Passions in poems
weapons made from words
bouncing off my walls
like dozens of gray birds.
Birds? Flying freely, caged and captured,
pale couriers flying over green pastures.
Green means clean, or natural, new, nice.
The first grass of Spring, home to gray mice.
What do mice symbolize in story and rhyme?
Hidden, heinous, and honest—most of the time.
Now time,
there’s a topic that will never grow old.
It waits over both till life takes its toll.
What am I writing—what am I saying,
poems have purpose, pick one and play it:
“Green painted birds—parrots—plunge to the pasture
snatching gray mice, erasing them soon after.”
That’s the best I’ll get from the gray and green thoughts
scattered in my sky like disconnected dots.

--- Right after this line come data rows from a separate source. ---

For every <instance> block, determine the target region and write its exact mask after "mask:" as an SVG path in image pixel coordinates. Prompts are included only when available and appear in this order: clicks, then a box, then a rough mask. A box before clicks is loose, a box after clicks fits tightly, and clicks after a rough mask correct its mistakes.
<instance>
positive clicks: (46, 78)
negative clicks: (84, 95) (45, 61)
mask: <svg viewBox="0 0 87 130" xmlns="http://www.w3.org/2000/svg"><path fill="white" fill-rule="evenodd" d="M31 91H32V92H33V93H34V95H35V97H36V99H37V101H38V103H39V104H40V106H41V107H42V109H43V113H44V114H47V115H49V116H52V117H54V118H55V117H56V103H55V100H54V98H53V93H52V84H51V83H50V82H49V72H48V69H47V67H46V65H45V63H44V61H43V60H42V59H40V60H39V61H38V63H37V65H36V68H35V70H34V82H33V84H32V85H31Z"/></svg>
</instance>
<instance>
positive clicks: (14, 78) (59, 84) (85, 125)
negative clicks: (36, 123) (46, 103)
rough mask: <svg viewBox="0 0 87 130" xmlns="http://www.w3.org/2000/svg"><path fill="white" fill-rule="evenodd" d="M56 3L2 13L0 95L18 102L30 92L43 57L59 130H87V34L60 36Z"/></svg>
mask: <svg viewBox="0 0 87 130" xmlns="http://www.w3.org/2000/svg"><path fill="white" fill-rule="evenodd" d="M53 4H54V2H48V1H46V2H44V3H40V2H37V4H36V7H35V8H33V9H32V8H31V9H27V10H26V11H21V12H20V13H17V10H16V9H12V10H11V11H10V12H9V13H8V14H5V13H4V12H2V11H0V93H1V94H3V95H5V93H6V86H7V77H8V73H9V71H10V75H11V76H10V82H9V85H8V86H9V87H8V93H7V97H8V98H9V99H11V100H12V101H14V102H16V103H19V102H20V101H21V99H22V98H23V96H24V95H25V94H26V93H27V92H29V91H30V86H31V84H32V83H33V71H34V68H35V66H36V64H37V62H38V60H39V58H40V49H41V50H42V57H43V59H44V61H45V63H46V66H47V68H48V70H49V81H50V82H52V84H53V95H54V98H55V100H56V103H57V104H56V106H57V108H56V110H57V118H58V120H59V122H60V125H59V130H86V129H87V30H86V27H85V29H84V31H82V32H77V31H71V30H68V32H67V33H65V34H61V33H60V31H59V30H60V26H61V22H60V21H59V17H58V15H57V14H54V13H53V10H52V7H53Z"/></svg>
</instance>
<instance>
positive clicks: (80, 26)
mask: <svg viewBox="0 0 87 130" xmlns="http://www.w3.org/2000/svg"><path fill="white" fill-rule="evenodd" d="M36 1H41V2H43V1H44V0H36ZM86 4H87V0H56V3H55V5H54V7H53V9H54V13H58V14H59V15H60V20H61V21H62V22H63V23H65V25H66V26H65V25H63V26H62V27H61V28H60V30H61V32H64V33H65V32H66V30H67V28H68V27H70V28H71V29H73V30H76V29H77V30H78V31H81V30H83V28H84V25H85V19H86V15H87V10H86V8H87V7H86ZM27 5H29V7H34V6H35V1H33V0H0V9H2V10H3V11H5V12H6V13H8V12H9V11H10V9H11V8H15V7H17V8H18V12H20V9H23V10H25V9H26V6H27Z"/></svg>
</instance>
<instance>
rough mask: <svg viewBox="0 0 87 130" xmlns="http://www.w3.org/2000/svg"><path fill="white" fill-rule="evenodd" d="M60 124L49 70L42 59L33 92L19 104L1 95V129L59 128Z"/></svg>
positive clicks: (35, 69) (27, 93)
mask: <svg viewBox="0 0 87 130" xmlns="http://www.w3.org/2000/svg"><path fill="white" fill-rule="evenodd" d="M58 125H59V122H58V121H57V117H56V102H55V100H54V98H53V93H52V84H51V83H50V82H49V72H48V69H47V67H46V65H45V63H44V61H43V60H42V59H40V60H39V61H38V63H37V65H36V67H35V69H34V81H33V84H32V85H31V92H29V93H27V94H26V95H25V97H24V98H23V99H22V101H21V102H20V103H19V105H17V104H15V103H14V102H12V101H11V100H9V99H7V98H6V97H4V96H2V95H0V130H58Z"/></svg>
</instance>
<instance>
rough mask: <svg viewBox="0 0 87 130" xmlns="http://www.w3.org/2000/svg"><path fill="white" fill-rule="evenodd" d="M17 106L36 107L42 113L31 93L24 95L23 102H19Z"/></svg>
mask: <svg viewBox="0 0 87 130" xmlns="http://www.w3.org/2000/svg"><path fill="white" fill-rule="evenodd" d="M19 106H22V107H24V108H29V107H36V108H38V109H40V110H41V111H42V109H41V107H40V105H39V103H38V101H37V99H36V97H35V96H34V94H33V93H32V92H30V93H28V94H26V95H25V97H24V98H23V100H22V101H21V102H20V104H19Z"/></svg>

You could probably tell just from the title that this one is a bit of a riddle. I don't want to fully explain it, I think some of the fun and art in poetry is allowing other people to interpret it and find meaning it, but I should probably give some insight into what I was thinking when I wrote it. If you'd rather come up with your own interpretation, stop reading here. With a lot of my poems, I write them after getting a sort of "feeling", something that tells me I have an idea or emotion to write. For this poem, I had that feeling but felt somewhat distracted and conflicted, and started having random thoughts that distracted me from writing (green parrots for some reason). I started writing anyway, and as some of the lines formed (it started a lot differently than it ended up) I kept having this desire to turn away from writing what I was feeling. It was weird, and as the poem unfolded, I started seeing that, just like how the birds started out gray and then ended up as green parrots, I was trying to alter or cover up what I felt in order to make it more presentable. Worse still, I was only "parroting" good or normal thoughts and trying to hide or erase the "gray mice" in the pasture of my mind. It can be really hard to be honest and open about how we're feeling, and at its core, that's what this poem is about. Everyone wants to be "green": clean, natural, new, and nice. But the reality is that we all have gray birds and gray mice in our pastures that need to be dealt with. But rather than painting our birds green and erasing our mice, we should acknowledge the state we're in and be open about it. In my experience that's the best way to heal. So yeah, there's my mini-essay on this poem, I hope I didn't ruin it for you.